I noticed this scene, because, although this is one of the smallest cars of the show, it brought the biggest smile on people’s faces – like if it made them realize that it’s the feel good factor that matters the most. This girl clearly enjoyed this particular one a lot. So I wanted to catch her happy face in the rearview mirror. But her face immediately changed in a kind of wondering expression. I didn’t notice that her boyfriend was in fact trying to get a beautiful picture from his love, sitting in the driver’s seat of her dream car. He was waiting for me to leave, because he didn’t want me in his picture. I, from my part, unaware of his presence, was waiting for her happy face again to appear in the mirror. After some five seconds, she understood what her friend was referring to. She looked in the mirror and gave me a beautiful smile. Only at that moment, I understood what was going on, noticing (part of) her boyfriend with his camera in the very corner of my frame, so I came half a step closer. I pushed the button and thanked them both for their open and welcoming spirit. I believe the boy took his shot ten seconds after mine.

MotorShow2016_18
Today and Tomorrow

This is not a typical motor show picture, but rather one that shows our present world. Since Bataclan, also the Belgian government pickets protection at every event where lots of people gather. This is what we see today, and it’s not gonna change any time soon. The shot was taken, while standing in the cue at the cloakroom, just before getting back home.

See more on flickr

You can get more technical details about these pictures, via the exif data, that goes with them on my flickr pages . I gathered all these pictures in HR in a dedicated album, with the obvious title “Visiting The European Motor Show Brussels 2016” (https://www.flickr.com/photos/keepnitgood/albums/72157663992622111), where there will also be black and white versions of them.

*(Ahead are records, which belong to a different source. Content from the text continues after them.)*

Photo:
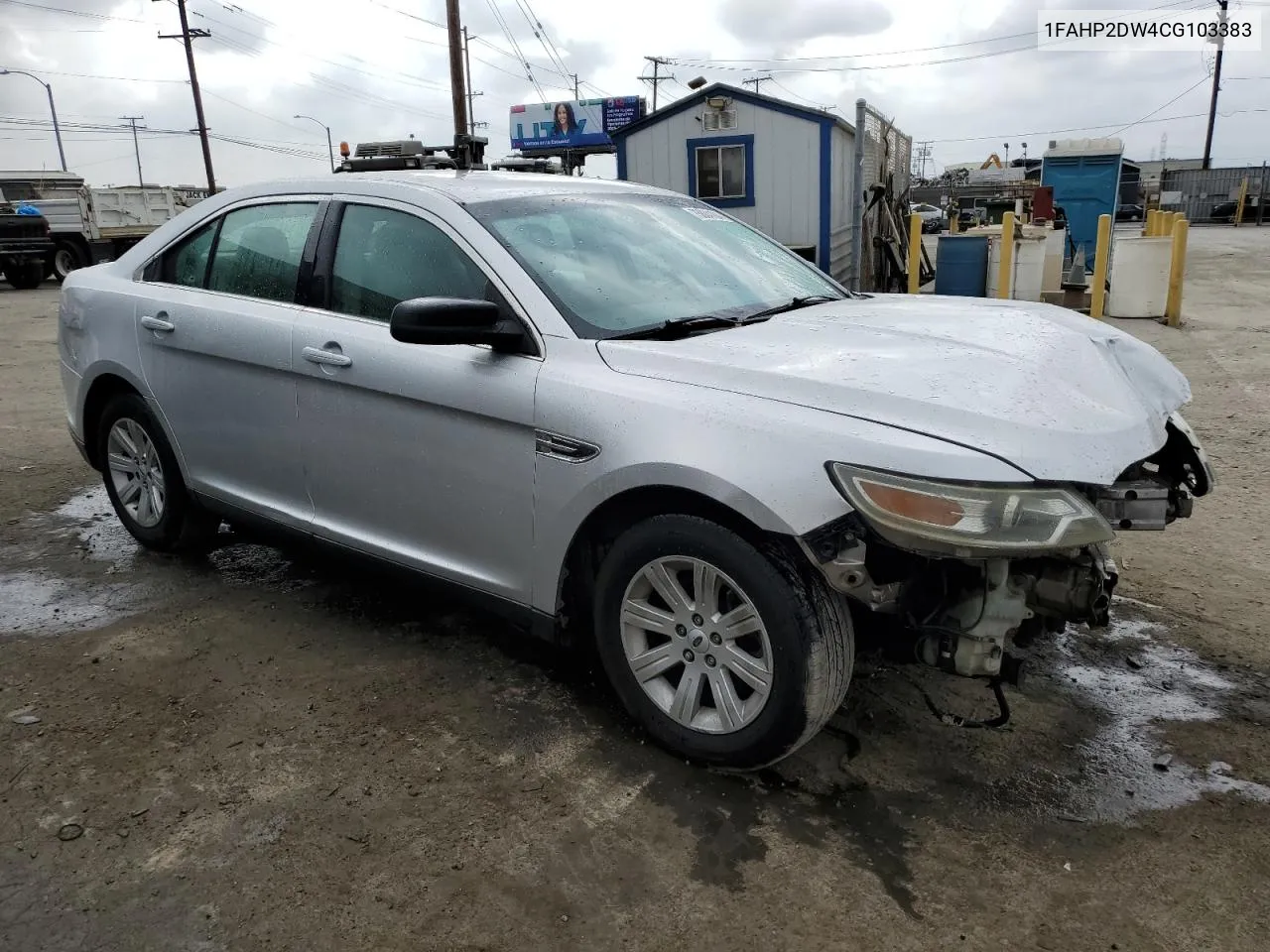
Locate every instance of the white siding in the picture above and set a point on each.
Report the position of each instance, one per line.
(786, 167)
(842, 178)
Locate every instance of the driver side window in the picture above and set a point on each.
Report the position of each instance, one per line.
(384, 257)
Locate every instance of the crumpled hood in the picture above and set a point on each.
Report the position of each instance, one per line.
(1060, 395)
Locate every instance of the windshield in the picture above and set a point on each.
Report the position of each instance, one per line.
(619, 263)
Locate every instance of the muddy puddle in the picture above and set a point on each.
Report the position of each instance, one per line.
(76, 569)
(1139, 683)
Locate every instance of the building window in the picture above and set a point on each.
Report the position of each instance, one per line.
(721, 171)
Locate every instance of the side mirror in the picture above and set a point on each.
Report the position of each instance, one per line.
(451, 320)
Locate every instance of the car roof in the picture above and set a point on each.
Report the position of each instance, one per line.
(462, 186)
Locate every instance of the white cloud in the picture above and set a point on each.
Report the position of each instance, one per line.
(370, 72)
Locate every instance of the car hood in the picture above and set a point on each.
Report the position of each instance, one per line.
(1053, 393)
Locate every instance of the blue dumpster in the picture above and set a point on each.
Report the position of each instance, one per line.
(961, 266)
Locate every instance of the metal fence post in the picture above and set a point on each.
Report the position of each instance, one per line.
(857, 199)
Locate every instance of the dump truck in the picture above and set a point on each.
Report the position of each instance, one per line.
(90, 225)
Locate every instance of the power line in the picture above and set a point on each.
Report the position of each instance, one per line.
(1162, 107)
(189, 36)
(86, 16)
(540, 32)
(136, 146)
(731, 64)
(395, 77)
(520, 54)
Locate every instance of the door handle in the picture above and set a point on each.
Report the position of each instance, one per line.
(316, 354)
(158, 324)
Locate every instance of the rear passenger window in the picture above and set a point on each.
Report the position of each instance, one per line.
(187, 263)
(384, 257)
(259, 249)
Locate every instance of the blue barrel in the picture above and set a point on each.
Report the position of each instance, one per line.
(961, 266)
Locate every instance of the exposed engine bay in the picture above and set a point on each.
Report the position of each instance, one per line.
(965, 613)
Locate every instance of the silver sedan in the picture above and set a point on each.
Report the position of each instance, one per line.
(627, 420)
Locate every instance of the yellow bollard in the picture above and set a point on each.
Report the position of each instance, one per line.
(1007, 254)
(1101, 254)
(915, 254)
(1176, 272)
(1243, 197)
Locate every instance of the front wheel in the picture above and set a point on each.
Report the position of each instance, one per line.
(144, 480)
(726, 654)
(26, 276)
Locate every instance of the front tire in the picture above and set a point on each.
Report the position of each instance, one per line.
(725, 654)
(26, 276)
(144, 480)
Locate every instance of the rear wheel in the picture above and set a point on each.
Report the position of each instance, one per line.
(67, 257)
(24, 276)
(144, 480)
(724, 653)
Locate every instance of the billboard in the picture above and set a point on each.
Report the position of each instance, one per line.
(580, 123)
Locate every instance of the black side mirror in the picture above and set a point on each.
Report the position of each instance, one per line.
(451, 320)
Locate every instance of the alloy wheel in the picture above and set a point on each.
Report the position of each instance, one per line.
(697, 645)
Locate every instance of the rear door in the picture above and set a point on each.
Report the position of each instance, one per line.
(213, 330)
(423, 454)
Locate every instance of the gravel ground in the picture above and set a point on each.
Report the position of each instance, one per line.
(272, 749)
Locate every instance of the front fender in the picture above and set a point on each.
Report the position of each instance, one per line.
(762, 458)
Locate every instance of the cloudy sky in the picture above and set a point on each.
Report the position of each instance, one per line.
(965, 76)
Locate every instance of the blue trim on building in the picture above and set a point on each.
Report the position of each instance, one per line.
(712, 143)
(689, 102)
(828, 188)
(826, 194)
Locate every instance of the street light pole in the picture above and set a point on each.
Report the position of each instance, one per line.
(49, 89)
(330, 151)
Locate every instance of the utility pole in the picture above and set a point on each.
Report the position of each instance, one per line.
(53, 109)
(921, 153)
(1216, 84)
(189, 36)
(471, 93)
(457, 81)
(656, 79)
(136, 148)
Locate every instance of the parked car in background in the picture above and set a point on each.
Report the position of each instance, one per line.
(622, 416)
(933, 217)
(1225, 211)
(24, 244)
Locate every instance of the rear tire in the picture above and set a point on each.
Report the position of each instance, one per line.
(26, 276)
(742, 664)
(67, 257)
(144, 480)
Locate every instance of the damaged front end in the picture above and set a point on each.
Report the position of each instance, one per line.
(970, 570)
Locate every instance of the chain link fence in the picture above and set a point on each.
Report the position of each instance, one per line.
(883, 158)
(1211, 194)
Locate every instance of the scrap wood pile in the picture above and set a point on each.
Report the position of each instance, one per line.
(884, 267)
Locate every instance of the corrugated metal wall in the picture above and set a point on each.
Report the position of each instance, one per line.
(881, 151)
(1196, 191)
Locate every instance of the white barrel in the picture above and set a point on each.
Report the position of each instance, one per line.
(1052, 275)
(1139, 277)
(1026, 271)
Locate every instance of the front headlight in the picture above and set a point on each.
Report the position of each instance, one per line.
(970, 521)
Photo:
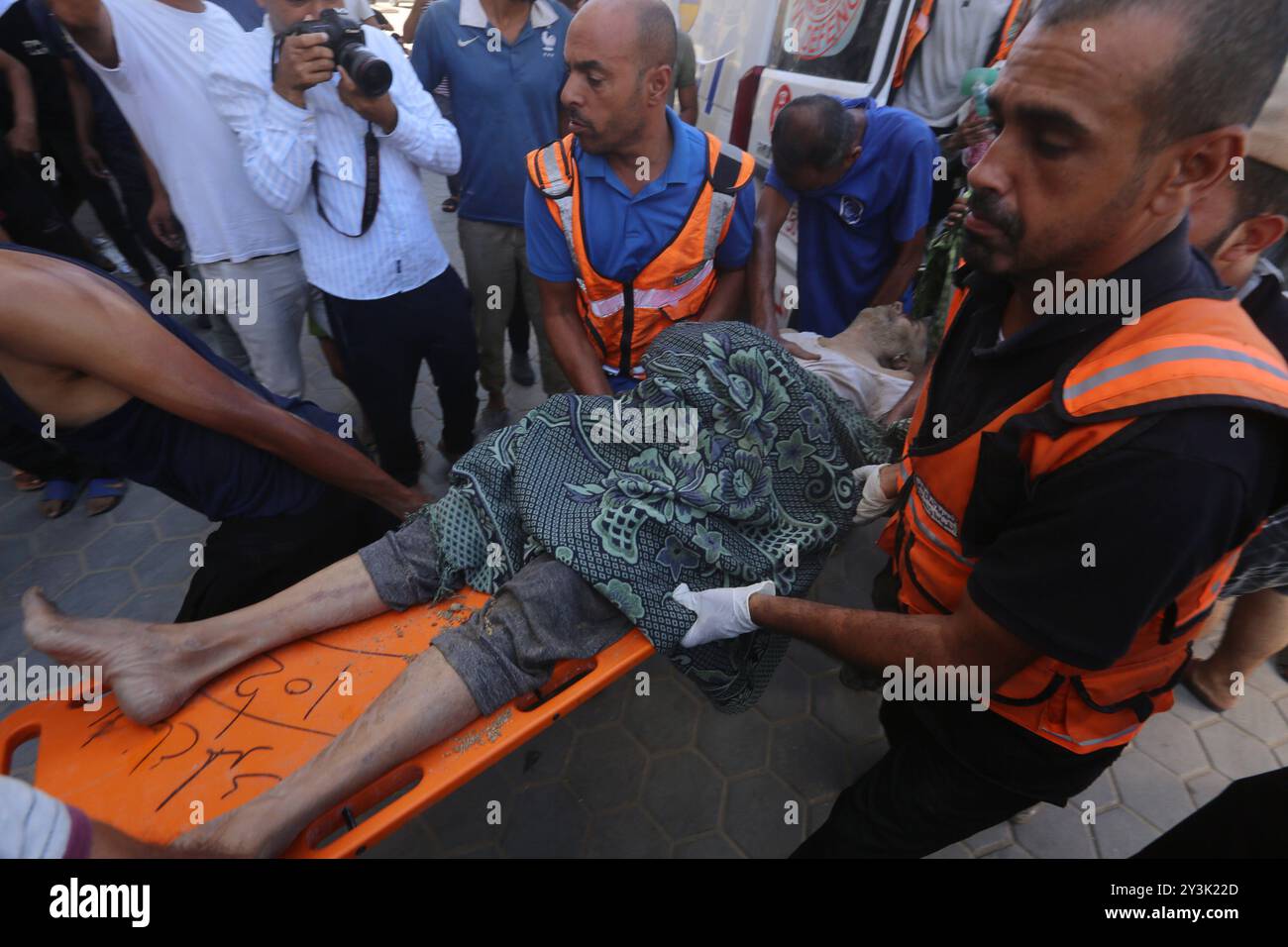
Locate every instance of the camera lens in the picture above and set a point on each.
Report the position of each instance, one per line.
(369, 72)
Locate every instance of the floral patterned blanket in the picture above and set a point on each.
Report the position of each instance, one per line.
(761, 488)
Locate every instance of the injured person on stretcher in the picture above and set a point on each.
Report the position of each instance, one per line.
(576, 540)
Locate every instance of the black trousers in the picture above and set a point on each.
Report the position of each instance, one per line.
(382, 343)
(919, 796)
(248, 561)
(913, 801)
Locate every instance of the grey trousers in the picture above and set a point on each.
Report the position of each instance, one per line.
(496, 268)
(545, 613)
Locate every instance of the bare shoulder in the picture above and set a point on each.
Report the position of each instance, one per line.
(51, 308)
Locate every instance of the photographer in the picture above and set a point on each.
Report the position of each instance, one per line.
(154, 56)
(343, 165)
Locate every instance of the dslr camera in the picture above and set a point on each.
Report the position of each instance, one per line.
(344, 38)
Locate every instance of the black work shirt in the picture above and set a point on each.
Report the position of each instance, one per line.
(1162, 506)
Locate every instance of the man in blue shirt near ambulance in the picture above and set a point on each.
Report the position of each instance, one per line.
(503, 62)
(862, 176)
(635, 221)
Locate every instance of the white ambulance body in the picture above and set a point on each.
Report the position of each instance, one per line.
(756, 55)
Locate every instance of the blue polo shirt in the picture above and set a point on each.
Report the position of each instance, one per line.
(849, 231)
(505, 98)
(625, 231)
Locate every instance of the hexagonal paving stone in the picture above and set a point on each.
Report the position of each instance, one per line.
(121, 545)
(98, 594)
(734, 742)
(1121, 832)
(809, 758)
(954, 851)
(12, 643)
(1172, 742)
(166, 564)
(810, 659)
(51, 573)
(178, 522)
(787, 693)
(544, 822)
(666, 718)
(1189, 709)
(603, 707)
(541, 758)
(1009, 852)
(626, 834)
(683, 793)
(154, 604)
(14, 551)
(850, 714)
(1257, 714)
(605, 768)
(1269, 681)
(1103, 791)
(706, 847)
(1234, 753)
(990, 839)
(1206, 788)
(1151, 791)
(21, 517)
(69, 532)
(462, 819)
(755, 815)
(140, 504)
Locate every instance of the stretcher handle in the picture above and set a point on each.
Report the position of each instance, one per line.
(565, 674)
(579, 684)
(14, 733)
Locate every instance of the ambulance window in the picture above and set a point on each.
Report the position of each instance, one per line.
(829, 39)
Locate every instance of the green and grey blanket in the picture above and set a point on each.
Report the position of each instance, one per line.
(761, 488)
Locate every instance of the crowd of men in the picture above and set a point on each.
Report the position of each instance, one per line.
(243, 147)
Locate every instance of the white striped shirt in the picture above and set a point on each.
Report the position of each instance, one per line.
(279, 145)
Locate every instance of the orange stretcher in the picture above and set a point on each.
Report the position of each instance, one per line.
(261, 722)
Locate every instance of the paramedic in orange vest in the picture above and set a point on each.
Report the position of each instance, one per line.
(1081, 471)
(944, 40)
(635, 221)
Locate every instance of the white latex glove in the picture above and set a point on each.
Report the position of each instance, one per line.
(874, 501)
(721, 612)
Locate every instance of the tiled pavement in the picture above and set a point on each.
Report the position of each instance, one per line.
(661, 775)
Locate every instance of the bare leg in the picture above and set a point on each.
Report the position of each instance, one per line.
(1257, 629)
(155, 668)
(425, 703)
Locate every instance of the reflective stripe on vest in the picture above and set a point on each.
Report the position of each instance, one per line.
(1188, 354)
(621, 318)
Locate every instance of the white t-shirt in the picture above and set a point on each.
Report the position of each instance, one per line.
(160, 86)
(960, 39)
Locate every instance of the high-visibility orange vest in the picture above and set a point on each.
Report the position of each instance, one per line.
(1188, 354)
(919, 25)
(622, 320)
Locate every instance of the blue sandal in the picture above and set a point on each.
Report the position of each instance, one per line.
(60, 492)
(104, 488)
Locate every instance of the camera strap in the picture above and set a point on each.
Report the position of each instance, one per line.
(370, 198)
(372, 147)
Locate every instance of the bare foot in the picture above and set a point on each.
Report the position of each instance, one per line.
(145, 671)
(1211, 684)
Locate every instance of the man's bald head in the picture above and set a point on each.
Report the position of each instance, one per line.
(655, 39)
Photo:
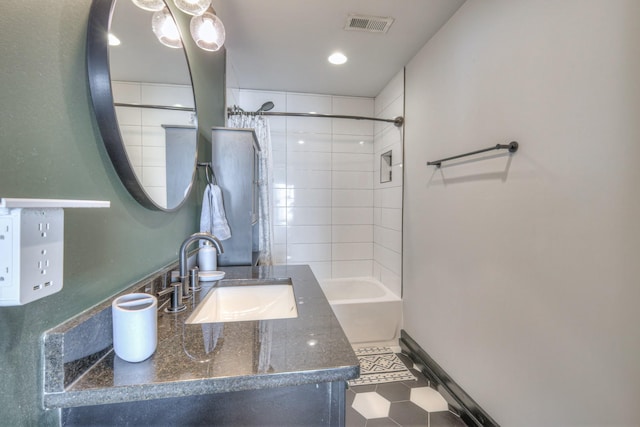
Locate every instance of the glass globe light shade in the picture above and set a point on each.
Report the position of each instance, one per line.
(165, 28)
(150, 5)
(193, 7)
(207, 31)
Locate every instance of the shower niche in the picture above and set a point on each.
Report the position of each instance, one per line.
(234, 158)
(386, 165)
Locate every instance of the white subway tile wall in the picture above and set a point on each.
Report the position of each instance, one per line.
(387, 198)
(143, 137)
(330, 211)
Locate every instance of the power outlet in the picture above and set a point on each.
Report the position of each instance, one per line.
(31, 254)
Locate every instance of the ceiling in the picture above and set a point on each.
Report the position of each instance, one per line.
(284, 44)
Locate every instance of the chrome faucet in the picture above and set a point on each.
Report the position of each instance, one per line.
(184, 276)
(180, 288)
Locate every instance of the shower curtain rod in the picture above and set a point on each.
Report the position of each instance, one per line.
(156, 107)
(397, 121)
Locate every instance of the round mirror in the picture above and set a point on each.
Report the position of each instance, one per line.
(143, 99)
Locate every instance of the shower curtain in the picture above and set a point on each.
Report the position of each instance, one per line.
(265, 180)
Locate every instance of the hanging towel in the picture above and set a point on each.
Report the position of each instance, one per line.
(212, 218)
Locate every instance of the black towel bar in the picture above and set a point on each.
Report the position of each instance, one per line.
(512, 147)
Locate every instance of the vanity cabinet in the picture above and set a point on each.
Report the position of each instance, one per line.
(276, 372)
(320, 404)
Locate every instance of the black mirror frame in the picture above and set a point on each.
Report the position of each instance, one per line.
(102, 99)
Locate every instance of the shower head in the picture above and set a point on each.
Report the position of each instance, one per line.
(266, 107)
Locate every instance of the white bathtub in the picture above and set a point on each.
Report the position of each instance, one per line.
(367, 311)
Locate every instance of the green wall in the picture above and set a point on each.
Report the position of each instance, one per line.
(51, 148)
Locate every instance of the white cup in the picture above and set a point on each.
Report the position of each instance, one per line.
(135, 332)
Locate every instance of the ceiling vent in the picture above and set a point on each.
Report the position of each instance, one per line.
(370, 24)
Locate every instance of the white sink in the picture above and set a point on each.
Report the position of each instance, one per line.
(243, 300)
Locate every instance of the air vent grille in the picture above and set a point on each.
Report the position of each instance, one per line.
(371, 24)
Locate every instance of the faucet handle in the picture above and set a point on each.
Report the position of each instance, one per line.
(176, 305)
(194, 280)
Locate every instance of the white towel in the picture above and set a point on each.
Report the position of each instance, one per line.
(212, 218)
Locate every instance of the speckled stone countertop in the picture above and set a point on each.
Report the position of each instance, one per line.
(206, 358)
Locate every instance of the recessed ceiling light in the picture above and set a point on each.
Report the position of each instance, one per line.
(337, 58)
(113, 40)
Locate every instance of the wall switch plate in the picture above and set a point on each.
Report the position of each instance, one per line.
(31, 254)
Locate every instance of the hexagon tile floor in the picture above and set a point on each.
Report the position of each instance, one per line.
(403, 403)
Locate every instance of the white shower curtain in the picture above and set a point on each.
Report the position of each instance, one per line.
(265, 181)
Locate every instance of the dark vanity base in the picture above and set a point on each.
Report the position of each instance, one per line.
(310, 405)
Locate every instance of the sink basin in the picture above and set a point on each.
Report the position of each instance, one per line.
(243, 300)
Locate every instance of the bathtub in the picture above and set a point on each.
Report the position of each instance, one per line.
(367, 311)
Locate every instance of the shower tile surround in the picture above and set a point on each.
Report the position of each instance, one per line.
(330, 210)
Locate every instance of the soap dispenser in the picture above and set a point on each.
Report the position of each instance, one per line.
(207, 257)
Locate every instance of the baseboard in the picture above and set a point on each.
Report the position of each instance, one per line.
(468, 409)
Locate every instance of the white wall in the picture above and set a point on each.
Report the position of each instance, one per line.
(521, 275)
(387, 196)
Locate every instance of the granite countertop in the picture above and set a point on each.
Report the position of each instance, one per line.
(217, 357)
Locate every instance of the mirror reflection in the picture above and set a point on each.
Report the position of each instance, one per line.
(154, 105)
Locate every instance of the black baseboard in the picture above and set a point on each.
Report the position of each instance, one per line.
(468, 409)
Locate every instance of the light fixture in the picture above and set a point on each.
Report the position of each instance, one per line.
(113, 40)
(207, 31)
(337, 58)
(165, 28)
(150, 5)
(193, 7)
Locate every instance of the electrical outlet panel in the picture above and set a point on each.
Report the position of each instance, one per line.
(31, 254)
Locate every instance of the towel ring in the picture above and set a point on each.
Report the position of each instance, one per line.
(208, 172)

And I’d like to conclude with thanking Steve and Brandon for keeping this unique site online. I insist on mentioning with every article, that the opportunity they give us, by publishing our articles, is flat-out fantastic. We have a really great community here, thanks to their effort. And having been in the publishing business myself for over 3 decades, I know that this is far from obvious. I love to read the articles of so many of you, I also hope you liked mine.